The two-phase stress tests were mandated by the government after Tokyo Electric Power Co.’s Fukushima No. 1 power plant suffered three reactor core meltdowns triggered by the plant’s loss of power due to the March 11, 2011, Great East Japan Earthquake and crippling damage from monster tsunami.
Industry minister Yukio Edano, who is one of four ministers in charge of the decision on whether to authorize the restart of idled reactors, said: “The basic policy is to reduce Japan’s dependency on nuclear power over the medium to long term. This means that, for the near term, we would use (reactors) once their safety and security are assured.”
But some voice doubts over whether the stress tests introduced amid the Fukushima crisis are adequate to resume reactor operations and whether it is truly possible to confirm the safety of nuclear plants.
While the government says the initial test will be used to decide whether to restart reactors idled for routine inspections and maintenance, Hiromitsu Ino, a professor emeritus at the University of Tokyo, said the safety assessment on the two Oi reactors should be based on the results of both the first and second round of stress tests.
Utilities were supposed to submit to a second round of more comprehensive reactor stress tests by the end of last year, but so far none has done so.
“How can the agency say that the reactors can withstand the same sort of quake and tsunami that hit the Fukushima No. 1 plant when the examination of that accident is still incomplete and the cause remains unclear,” Ino said.
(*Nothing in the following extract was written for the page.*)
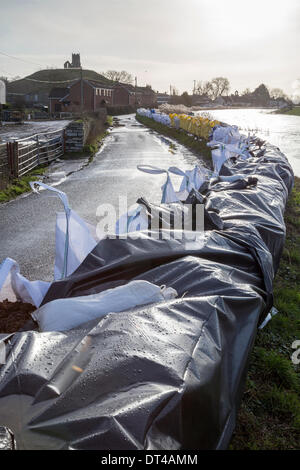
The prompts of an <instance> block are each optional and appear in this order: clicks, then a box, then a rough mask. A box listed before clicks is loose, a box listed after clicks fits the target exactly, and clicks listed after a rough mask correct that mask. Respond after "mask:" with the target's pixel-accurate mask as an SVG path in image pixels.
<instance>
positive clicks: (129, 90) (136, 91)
mask: <svg viewBox="0 0 300 470" xmlns="http://www.w3.org/2000/svg"><path fill="white" fill-rule="evenodd" d="M113 104H114V105H115V106H127V105H130V106H133V107H134V106H154V105H156V93H155V92H154V91H153V90H152V89H151V88H149V87H135V86H133V85H129V84H126V83H118V84H117V85H115V86H114V98H113Z"/></svg>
NISA validated the assessment that the two reactors at the Oi plant are capable of withstanding an earthquake 1.8 times stronger than the most powerful quake required to take into account when designing nuclear plants, and tsunami up to 11.4 meters high, four times higher than the maximum level presumed. The Fukushima plant was wrecked by 15-meter-high tsunami. Its sea wall was only a third of that height.
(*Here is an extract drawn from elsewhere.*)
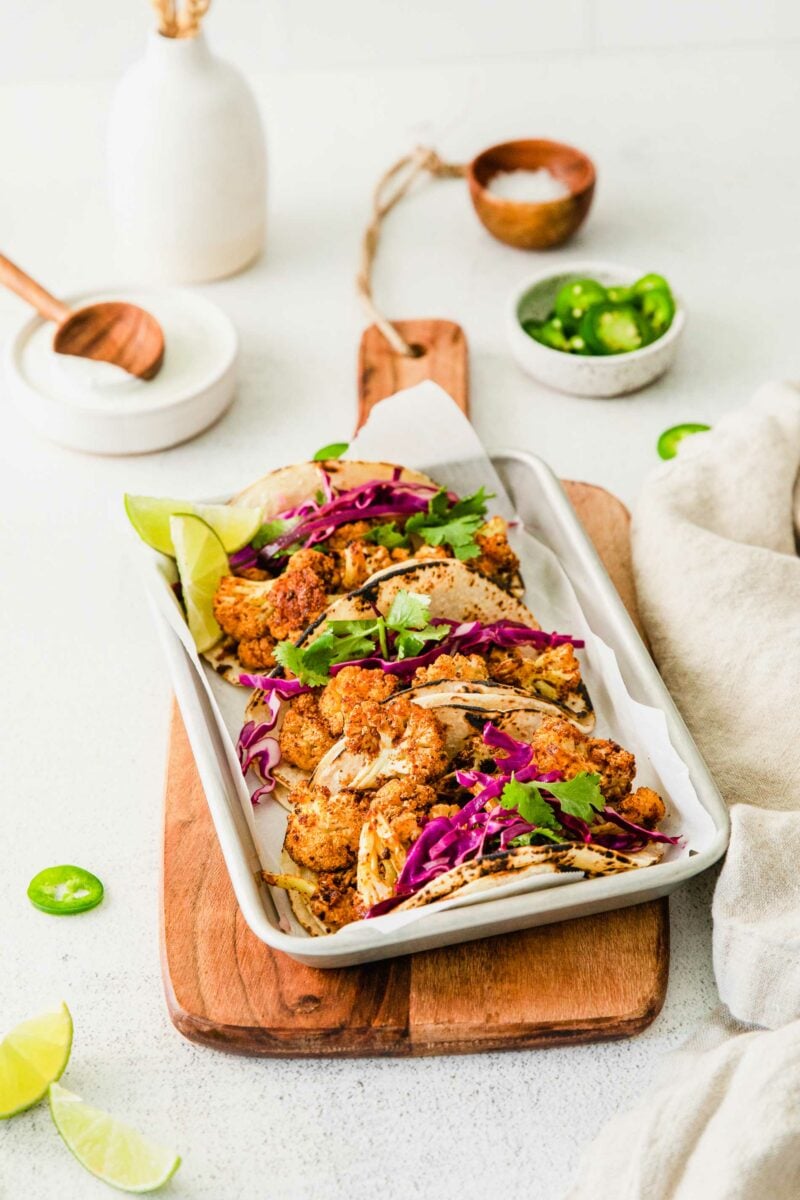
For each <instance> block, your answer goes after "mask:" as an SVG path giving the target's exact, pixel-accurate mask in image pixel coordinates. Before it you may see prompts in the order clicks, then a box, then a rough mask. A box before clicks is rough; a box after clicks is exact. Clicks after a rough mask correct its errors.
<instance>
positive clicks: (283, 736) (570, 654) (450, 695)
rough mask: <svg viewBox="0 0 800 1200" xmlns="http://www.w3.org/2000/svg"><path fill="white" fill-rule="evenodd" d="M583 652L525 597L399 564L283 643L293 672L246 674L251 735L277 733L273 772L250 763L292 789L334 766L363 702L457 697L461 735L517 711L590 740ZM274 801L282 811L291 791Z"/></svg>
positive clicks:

The agency’s judgment on the stress tests is now being checked by the Nuclear Safety Commission. Edano, Prime Minister Yoshihiko Noda and two other ministers are then to decide whether to authorize the restart of the reactors.
Although winning approval from host communities is not a legal requirement, Noda has made it clear the government will make its decision in light of local opinion.
Given the Fukushima crisis, the government has also been working to draw up a new energy policy, terminating its earlier plan to boost reliance on nuclear energy to 53 percent of total power supply by 2030 from around 30 percent in 2009.
During meetings of the panel, whose members include professors, business officials and environmentalists, those against nuclear power raise concerns about safety, the costs incurred when an accident occurs, and the unsolved issue of what to do with nuclear waste.
Proponents of nuclear power cite concerns over the availability of sufficient quantities of renewable energy as well as the adverse effects on the environment and the nation’s energy security if fossil fuels are sought as alternatives.
Noting that Japan relies on the Middle East for more than 80 percent of its oil imports and 20 percent of its liquefied natural gas imports, Sadayuki Sakakibara, chairman of Toray Industries Inc. and a member of the panel, is worried about recent tensions in the volatile region.
“If the Strait of Hormuz is closed, it could have a very serious effect on (Japan’s) energy supply,” he told a panel meeting.
Japan’s energy self-sufficiency rate, excluding nuclear power, stood at 4 percent in 2009, compared with 68 percent for the United States and 46 percent for Europe, according to a government handout.
If none of the reactors currently idled is reactivated, Japan will have no operating reactor within two months because the two still online will be shut down for routine checks, and the mandatory stress tests.
The government warned in November that the power supply could fall short of demand by 7 percent in peak hours this summer if no reactors are restarted and if demand matches that of 2010.
Hisako Shirado, who evacuated from Koriyama, Fukushima Prefecture, about 50 km from the crisis-hit plant, to Niigata Prefecture because she was afraid of exposing her two children to radiation, said discussions on restarting reactors “should be held at least after deciding where to finally dispose of nuclear waste.”
Hiromoto Isogai, who lived in Fukushima until November, said a nuclear accident “creates problems that money can’t solve.” He now lives in Yokohama, where his wife and 2-year-old son were evacuated earlier.
While Isogai was still in Fukushima, he was engaged in decontamination work. He now worries about the effect of radiation on his health and on the health of any children he and his wife might have in the future.
“Now that a year has gone by, I get the strong feeling that people who did not experience the disaster are losing interest,” he said.